The Rev. Joseph Peters-Mathews is the vicar of St. Hilda St. Patrick. The gospel text for the day was Matthew 1.18-25.
The first line of our gospel text today,
throws us off,
if we don’t read past it.
We’re in the middle of Matthew 1
when we get to today’s passage,
“Now the birth of Jesus the Messiah
took place in this way.”
It’s still Advent, right?
doesn’t have much of a birth narrative.
Just that Mary has a baby
at the end of our passage,
and names him Jesus.
Before we get to this part of Matthew 1,
we’ve got 17 verses.
Matthew, the Jewish writer,
spends those 17 verses
laying out Jesus’ paternal lineage,
although Joseph isn’t Jesus’ biological father.
God’s anointed, the Messiah,
was supposed to be descended from David,
so even with the Creator of the Universe
as Jesus’ father,
Matthew makes it work via Joseph.
Mary and Joseph aren’t married,
but Mary is pregnant.
The baby isn’t Joseph’s, either.
Joseph is righteous,
he wants to avoid scandal,
and he wants Mary to avoid shame,
so he’s going to quietly call of the engagement.
Joseph wants to change the plan,
but not make a big fuss of it.
A lot has changed in our lives lately,
without a big fuss being made of it.
Particularly, I’m thinking,
of changes to how people apply for
and are granted asylum.
Statistics were released this last week,
that .1% of Central Americans seeking asylum —
running from gang violence
and drug cartels —
are being granted asylum.
Certain countries of origin
have been excluded for eligibility.
Despite US law that gives asylum seekers the ability
to appear on US soil and ask for asylum,
a program called metering is in place.
It can take five months waiting at the border
before you can start the application process.
After you’ve started the process,
you have to wait in Mexico for the next phase,
which can take more months —
in a city where you likely don’t know anyone
in facilities not designed to for people to live in.
When you do get to come in to the United States
your case may be heard in a “court” in a tent.
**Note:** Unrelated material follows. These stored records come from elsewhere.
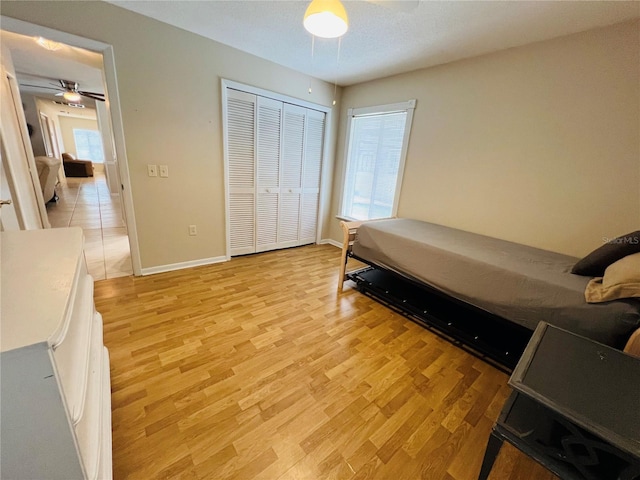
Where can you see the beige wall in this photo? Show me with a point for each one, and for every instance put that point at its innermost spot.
(67, 124)
(538, 145)
(169, 86)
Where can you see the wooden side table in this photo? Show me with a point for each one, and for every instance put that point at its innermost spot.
(575, 408)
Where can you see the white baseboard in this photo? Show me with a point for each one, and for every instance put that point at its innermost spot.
(179, 266)
(330, 241)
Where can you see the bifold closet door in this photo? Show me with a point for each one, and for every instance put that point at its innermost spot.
(274, 159)
(241, 155)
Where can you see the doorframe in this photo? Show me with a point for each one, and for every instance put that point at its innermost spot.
(113, 106)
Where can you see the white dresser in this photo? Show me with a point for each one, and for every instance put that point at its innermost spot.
(55, 397)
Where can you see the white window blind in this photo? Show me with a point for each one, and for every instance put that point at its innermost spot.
(376, 148)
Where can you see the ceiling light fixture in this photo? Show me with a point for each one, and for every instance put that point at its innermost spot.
(72, 97)
(326, 19)
(48, 44)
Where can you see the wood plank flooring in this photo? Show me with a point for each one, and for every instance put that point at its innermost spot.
(257, 369)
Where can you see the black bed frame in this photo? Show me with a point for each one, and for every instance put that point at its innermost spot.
(496, 340)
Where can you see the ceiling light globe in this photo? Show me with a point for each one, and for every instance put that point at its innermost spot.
(72, 97)
(326, 19)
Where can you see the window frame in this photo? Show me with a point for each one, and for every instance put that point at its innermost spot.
(408, 107)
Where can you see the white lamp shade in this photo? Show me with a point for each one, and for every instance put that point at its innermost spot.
(326, 19)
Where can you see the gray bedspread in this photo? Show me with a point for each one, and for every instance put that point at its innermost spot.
(519, 283)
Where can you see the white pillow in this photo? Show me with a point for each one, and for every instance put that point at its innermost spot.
(621, 280)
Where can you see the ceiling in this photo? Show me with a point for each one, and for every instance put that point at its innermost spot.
(42, 69)
(384, 37)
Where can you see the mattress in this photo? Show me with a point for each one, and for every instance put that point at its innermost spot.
(519, 283)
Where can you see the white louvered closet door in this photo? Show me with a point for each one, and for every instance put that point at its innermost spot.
(268, 186)
(293, 128)
(311, 171)
(241, 114)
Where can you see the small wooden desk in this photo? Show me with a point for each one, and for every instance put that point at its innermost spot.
(575, 408)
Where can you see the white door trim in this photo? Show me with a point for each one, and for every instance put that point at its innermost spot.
(110, 80)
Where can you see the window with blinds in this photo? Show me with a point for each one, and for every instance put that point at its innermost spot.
(376, 150)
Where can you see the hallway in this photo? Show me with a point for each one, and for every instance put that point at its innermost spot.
(87, 203)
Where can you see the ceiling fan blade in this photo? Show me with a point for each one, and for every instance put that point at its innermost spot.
(398, 5)
(39, 86)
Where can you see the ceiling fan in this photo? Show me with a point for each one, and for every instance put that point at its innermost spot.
(70, 91)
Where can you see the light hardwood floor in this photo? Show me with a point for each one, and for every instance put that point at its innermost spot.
(257, 369)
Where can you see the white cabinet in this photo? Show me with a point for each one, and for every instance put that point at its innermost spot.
(55, 392)
(273, 169)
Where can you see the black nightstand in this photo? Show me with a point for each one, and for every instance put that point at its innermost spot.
(575, 408)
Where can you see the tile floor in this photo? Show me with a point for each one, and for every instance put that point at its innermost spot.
(87, 203)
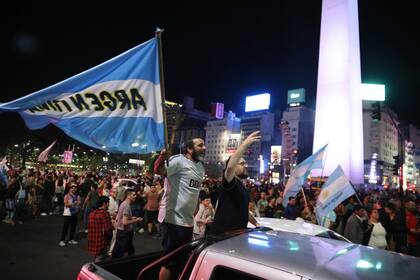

.1% of people are being approved,
as they live in conditions that are dangerous
and don’t sustain the fullness of life.
This week a seven year old
who had a rupture in her abdominal wall
had attorneys and advocates seeking
for eight or nine hours to let border patrol
let her cross to go to the hospital.
Like the Holy Family in Matthew’s next chapter,
these people are trying to stay alive.
They’re having to wait to ask for that opportunity,
and then having to wait in places
not designed to sustain human life.
Not enough showers,
not enough food,
brought about by quiet changes of plans,
not a big fuss being made about those changes
or how they impact real, live, humans.
But when Joseph wants to change the plan quietly,
an angel comes to him with Good News.
“Don’t be afraid!
This baby is from the Holy Spirit!
You will have a son,
you should name him Jesus.
He will save people from their sins.”
Then Matthew reminds us
that there was a prophecy
about a virgin conceiving
and the son being called Emmanuel,
God with us.
Today’s text is the first Advent text
where we hear about Jesus coming
not at the end of time
but Jesus coming as the Christ Child.
We aren’t hearing John the Baptizer
reminding people that Jesus the Messiah is starting his ministry.
We’re hearing that Jesus comes from God,
and is born as God with us.
After Joseph wakes from his vision
he keeps the original plan.
He marries Mary,
doesn’t have relations with her,
and names the son Jesus.
Through Joseph’s adoption and Mary’s conception,
Jesus comes as God with us.
We won’t be at church on Saturday
to hear about the Holy Family
running as refugees from Herod’s purge,
but even in their fear,
God is with them.
The asylum requirements and processes of our government —
and their impacts on human lives —
haven’t been announced or shared with fanfare.
An angel didn’t appear to anyone
seeking to quietly change plans
and convince them not to.
Fleeing violence to fall seriously ill
is a reality people along our southern border face.
But Joseph didn’t change his plan.
Mary said yes,
and Jesus was born.
We’re moving toward Wednesday,
when we celebrate God with us.
As we celebrate that,
we should be reminded
that God is with us.
God is with the people on the border,
and God is with us here.
As we remember God with us here,
we should remember Jesus toddler the refugee.
That God loves us enough to come among us
and dwell with us in Jesus
is a grace upon grace.
That grace upon grace,
invites us to respond
and show that love and grace to others.